Que nome se dá a esse tipo de procedimento? Barriga de Aluguel?
Transparência
Onde estão os contratos assinados com essas empresas? Quanto o Serpro espera ganhar com esses acordos para a sua “MultiCloud”, já que não revelados publicamente? Ao servir de janela para essas empresas abocanharem novos contratos dentro do governo, sem terem de disputar licitação, o negócio torna-se muito lucrativo. Para elas.
Porque o Serpro além de pagar o custo fixo do contrato que é obrigado a informar publicamente, provavelmente também desembolsará pelo uso de licenças de softwares e serviços paralelos prestados pelas multinacionais. Detalhe: a fatura virá em dólar. Essa parte da “parceria” entre a estatal e as empresas nunca é revelado, sob o argumento do “sigilo comercial”.
Curioso, neste caso, é que a “nuvem federal” do extinto Ministério do Planejamento, que hoje faz parte do Ministério da Economia, custou aos cofres públicos R$ 29 milhões. Valor obtido num pregão bastante disputado e que chegou a travar no judiciário, mas saiu. No fim, ele pode ter sido polêmico, cheio de problemas, mas o preço saiu muito mais barato do que os dois contratos anunciados agora pelo Serpro.

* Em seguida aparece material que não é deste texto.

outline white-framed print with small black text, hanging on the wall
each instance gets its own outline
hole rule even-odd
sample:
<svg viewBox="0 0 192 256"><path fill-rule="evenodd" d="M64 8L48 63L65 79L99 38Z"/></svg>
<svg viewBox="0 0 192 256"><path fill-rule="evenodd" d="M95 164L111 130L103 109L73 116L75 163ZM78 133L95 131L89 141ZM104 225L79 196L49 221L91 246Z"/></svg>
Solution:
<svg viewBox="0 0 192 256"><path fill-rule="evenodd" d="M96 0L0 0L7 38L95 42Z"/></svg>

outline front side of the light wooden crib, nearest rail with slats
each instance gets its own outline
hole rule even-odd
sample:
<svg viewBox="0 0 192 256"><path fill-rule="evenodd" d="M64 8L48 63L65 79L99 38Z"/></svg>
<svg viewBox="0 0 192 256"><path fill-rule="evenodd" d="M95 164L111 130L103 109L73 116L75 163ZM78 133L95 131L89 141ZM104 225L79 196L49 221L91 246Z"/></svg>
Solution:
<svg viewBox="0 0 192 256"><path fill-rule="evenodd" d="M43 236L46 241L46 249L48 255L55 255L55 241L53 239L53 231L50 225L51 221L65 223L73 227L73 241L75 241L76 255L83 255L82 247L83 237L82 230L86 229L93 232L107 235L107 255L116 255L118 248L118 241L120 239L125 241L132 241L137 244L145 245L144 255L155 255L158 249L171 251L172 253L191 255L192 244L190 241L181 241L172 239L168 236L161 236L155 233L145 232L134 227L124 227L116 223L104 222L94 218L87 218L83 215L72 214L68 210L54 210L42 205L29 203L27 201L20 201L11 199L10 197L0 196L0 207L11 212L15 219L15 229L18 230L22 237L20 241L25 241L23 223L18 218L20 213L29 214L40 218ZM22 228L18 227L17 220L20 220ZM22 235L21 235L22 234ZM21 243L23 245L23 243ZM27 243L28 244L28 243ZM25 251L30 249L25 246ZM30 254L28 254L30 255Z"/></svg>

Curiosamente, entre os players vencedores daquele certame do Ministério do Planejamento estava a AWS, que assinou contrato com o governo tendo como parceiro a Primesys/Embratel. É de se perguntar, então, por que o governo paga bem mais barato para a AWS na “nuvem federal” e somente na parte fixada em contrato com o Serpro serão desembolsados R$ 71 milhões?
A AWS estaria descontando o prejuízo que teve no contrato com o extinto Ministério do Planejamento, por conta da inesperada disparada do dólar durante o período de vigência dele?
Recentemente a Secretaria de Governo Digital (SGD), do Ministério da Economia, anunciou um novo pregão que dará continuidade ao projeto da “nuvem federal” anterior. Qual a expectativa que se faz agora em relação aos preços entre duas nuvens distintas que, em instância final, servirão ao mesmo senhor: o governo?
Falta alguém do governo habilitado explicar o por quê de duas “MultiClouds” concorrendo em paralelo dentro do governo, praticamente com as mesmas empresas, oferecendo os mesmos serviços aos mesmos órgãos federais.
*Tem algo de podre, inclusive o silêncio de entidades do setor e dos organismos de controle, nessa história. Mas um dia a casa cai.